Mr. Burtless noted that the PayScale survey’s respondents were self-selected, which raises some questions about its reliability.
The methodology means “the sample of respondents could differ wildly from one college major to another,” Mr. Burtless said. “Perhaps an outsize share of ‘general studies’ majors have time on their hands and have run into the PayScale questionnaire. ... At the same time, business-management majors may be too busy to answer the questionnaire, and consequently the responses obtained from this group are not representative of the situation of business majors more generally.”
Katie Bardaro, lead economist at PayScale, said some steps had been taken to minimize the online respondents’ “biases.”
More broadly, neither the BLS figure nor PayScale’s survey results tell us much about trends in underemployment, or the overall number of underemployed graduates.
Are More College Graduates Finding Themselves Underemployed?
That’s where researchers at the Federal Reserve Bank of New York come in. The bank has underemployment figures (using a definition similar to PayScale’s) going back to 1990. The latest tally puts the June underemployment rate for those with at least a bachelor’s degree at 34.6 percent.
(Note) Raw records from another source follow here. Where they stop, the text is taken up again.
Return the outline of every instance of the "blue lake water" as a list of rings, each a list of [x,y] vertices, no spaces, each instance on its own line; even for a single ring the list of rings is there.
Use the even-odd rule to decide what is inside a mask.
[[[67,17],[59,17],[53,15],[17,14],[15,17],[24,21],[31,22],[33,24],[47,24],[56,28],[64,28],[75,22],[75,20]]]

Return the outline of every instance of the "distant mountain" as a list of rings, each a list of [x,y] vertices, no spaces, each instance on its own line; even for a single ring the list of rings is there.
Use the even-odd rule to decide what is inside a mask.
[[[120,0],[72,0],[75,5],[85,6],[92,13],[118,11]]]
It estimates that recent graduates—those with bachelor’s degree or higher, ages 22 to 27—fare even worse, with 46 percent underemployed.
Researchers found that the underemployment rate for college graduates over all has held steady in recent years, but the rate for recent graduates has increased, despite an improving economy and a falling national jobless rate.
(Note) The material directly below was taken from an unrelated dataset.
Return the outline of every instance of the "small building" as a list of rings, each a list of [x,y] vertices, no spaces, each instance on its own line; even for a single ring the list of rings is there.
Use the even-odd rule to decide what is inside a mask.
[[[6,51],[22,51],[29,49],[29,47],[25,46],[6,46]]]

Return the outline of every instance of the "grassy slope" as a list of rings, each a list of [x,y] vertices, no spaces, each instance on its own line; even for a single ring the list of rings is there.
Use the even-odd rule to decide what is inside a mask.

“Even though the level of underemployment was comparable to the early 90s,” said Jaison R. Abel, a researcher at the bank, “when you look at the types of jobs held by underemployed recent grads, you see a smaller share are working in good noncollege jobs and a larger share are working in low-wage jobs.”
That pattern “indicates that the quality over all has deteriorated,” Mr. Abel added.
According to the bank’s data, nearly twice as many recent underemployed graduates hold low-paying jobs (less than $25,000 per year in salary, such as retail clerk or waiter) today as they did in the early 1990s. Meanwhile, the share of underemployed graduates with what are called “good noncollege jobs,” like electrician or mechanic, which pay above $45,000 per year, has dropped significantly.
The gist of the New York bank’s data is something many young graduates already know: The lack of jobs that pay well and do not require a college education (such as manufacturing jobs, which declined in recent decades) has made the job market a less forgiving place for graduates still trying to find their footing.